La création de la zone de libre-échange continentale africaine (Zlecaf) ainsi que le projet de l’agence africaine du médicament donnent l’espoir de voir une harmonisation des réglementations et une simplification des procédures avec des autorisations de mise sur le marché valables pour toute la zone. Celles-ci pourraient permettre de généraliser les commandes de produits pharmaceutiques et gérer la distribution pour faire des économies d’échelle et réduire le nombre d’intermédiaires, rendant les médicaments locaux plus abordables pour les populations africaines. D’autre part, les Etats pourraient investir pour stimuler la production locale ou jouer sur les conditions d’importations ou ajuster les pourcentages de commandes auprès d’unités de production locales. 

Dans cette optique, des investissements publics importants, pour le développement de la production locale, ont commencé à se mettre en place dans des pays comme l’Ethiopie, avec la création de parcs industriels accueillant des sociétés pharmaceutiques, ou le Sénégal, avec un plan d’investissement de 7 millions d’euros, pour venir en aide à l’industrie pharmaceutique locale pendant la pandémie.  

Les géants du marché pharmaceutique intensifient leurs investissements dans des chaînes de valeur locales, comme le groupe sud-africain Aspen. Les entreprises indiennes sont les premières à conclure des partenariats avec des acteurs locaux comme Sun Pharma-Ranbaxy au Nigeria, Cadila en Éthiopie ou Cipla Quality Chemical Industries en Ouganda. L’entreprise Africure, déjà implantée au Cameroun et en Côte d’Ivoire, a pour projet d’ouvrir d’autres unités de production au Burkina Faso, en Ethiopie et au Zimbabwe.  

La crise sanitaire a aussi permis de rendre compte d’opportunités pour l’Afrique du Sud en matière de production de vaccins, qui est à l’heure actuelle le marché pharmaceutique le plus avancé du continent. Des grands groupes locaux sont déjà présents comme Aspen et Adcock Ingram et d’autres comme Johnson & Johnson sont entrain de nouer des partenariats pour permettre un transfert de technologie et donc une production de vaccins contre la COVID-19 en local qui devrait commencer début avril. L’acteur biopharmaceutique The Biovac Institute, seul producteur de vaccins du continent, s’est également positionné pour produire un vaccin contre le Covid-19 en local. L’Afrique du Sud pourrait à cette occasion s’imposer comme un hub de production d’un vaccin contre la Covid-19 pour le continent.  
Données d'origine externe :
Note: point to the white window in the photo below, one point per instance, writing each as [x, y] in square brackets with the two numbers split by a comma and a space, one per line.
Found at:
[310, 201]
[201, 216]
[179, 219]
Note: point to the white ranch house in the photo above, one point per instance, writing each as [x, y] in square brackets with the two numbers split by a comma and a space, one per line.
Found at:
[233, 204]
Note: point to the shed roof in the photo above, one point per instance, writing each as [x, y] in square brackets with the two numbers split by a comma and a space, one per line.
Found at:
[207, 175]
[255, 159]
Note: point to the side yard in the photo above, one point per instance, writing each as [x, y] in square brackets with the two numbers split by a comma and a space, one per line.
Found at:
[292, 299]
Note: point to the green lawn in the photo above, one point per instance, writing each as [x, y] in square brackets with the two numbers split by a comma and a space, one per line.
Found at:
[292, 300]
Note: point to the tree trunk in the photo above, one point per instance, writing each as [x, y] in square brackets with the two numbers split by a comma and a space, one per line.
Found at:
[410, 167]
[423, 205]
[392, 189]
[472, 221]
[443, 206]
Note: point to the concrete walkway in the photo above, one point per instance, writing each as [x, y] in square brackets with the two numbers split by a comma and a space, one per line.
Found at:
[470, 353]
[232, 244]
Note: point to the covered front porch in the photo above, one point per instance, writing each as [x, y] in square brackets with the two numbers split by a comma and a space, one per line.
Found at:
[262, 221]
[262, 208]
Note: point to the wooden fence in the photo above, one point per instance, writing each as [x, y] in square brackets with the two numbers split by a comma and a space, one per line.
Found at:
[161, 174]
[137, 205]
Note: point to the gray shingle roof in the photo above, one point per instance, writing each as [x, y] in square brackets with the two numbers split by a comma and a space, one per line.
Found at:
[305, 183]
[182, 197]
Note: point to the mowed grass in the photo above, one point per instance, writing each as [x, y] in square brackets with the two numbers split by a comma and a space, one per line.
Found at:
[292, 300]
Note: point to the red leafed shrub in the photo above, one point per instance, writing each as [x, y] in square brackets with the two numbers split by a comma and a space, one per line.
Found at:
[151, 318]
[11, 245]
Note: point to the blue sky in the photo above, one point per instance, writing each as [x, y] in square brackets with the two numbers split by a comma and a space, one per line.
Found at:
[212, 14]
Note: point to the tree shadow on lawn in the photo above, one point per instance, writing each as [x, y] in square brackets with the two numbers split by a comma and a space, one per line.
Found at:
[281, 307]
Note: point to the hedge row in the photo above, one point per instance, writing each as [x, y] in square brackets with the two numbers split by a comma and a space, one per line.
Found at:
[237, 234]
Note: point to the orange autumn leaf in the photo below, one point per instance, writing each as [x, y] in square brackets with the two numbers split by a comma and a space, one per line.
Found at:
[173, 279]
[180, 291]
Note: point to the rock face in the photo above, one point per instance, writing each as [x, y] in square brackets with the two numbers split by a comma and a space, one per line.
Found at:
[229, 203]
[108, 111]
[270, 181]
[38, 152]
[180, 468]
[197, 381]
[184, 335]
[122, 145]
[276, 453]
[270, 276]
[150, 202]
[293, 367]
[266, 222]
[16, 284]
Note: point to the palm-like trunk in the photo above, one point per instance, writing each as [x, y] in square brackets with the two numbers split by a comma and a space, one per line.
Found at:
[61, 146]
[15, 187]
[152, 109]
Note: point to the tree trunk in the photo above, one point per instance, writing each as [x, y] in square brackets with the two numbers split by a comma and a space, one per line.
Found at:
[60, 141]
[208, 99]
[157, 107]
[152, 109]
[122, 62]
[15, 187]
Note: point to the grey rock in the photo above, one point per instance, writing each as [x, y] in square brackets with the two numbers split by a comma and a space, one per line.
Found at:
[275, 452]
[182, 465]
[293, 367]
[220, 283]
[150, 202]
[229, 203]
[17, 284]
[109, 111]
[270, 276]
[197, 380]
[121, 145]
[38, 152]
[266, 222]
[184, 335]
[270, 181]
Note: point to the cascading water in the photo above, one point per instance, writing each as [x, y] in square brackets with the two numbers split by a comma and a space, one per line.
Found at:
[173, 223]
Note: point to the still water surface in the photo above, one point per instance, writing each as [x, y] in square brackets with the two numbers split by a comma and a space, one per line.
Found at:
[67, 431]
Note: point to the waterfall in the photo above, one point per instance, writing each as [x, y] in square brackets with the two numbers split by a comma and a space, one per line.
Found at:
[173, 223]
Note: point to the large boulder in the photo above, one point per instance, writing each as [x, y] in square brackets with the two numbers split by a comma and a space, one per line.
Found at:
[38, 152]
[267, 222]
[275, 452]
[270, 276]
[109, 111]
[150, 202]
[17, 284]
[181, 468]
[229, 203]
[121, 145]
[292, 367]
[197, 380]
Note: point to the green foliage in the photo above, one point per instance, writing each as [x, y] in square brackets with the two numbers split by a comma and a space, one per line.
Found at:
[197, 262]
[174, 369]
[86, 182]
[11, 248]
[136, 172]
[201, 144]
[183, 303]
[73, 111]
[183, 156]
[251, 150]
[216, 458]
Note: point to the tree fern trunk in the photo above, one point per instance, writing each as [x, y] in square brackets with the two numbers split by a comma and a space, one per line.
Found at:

Il est aussi important de noter que 80% des matières premières naturelles d’Afrique n’ont pas encore été étudiées scientifiquement, ouvrant le champ des possibles pour la création de nouveaux médicaments dérivés de produits naturels.  

L’industrie pharmaceutique africaine n’en est donc qu’à ses débuts, mais affirme un fort potentiel de développement. La crise sanitaire a permis de mettre en lumière des plans de santé dans divers pays d’Afrique et de réévaluer l’accès aux médicaments comme point essentiel dans le budget des Etats. La demande en médicaments augmente grâce à une classe moyenne grandissante dans une partie des pays africains. Le développement de la production locale sera donc décisif dans la facilitation de l’accès de l’ensemble de la population du continent à des médicaments de qualité à des prix abordables.  

 

Sources : 

  • Charon & Soustras, Décembre 2020, Le Monde Diplomatique. 

  • Larabi Jaïdi, 17 février 2021, Jeune Afrique. 

  • Dorfman & Kirstein, 24 janvier 2021, Business Day.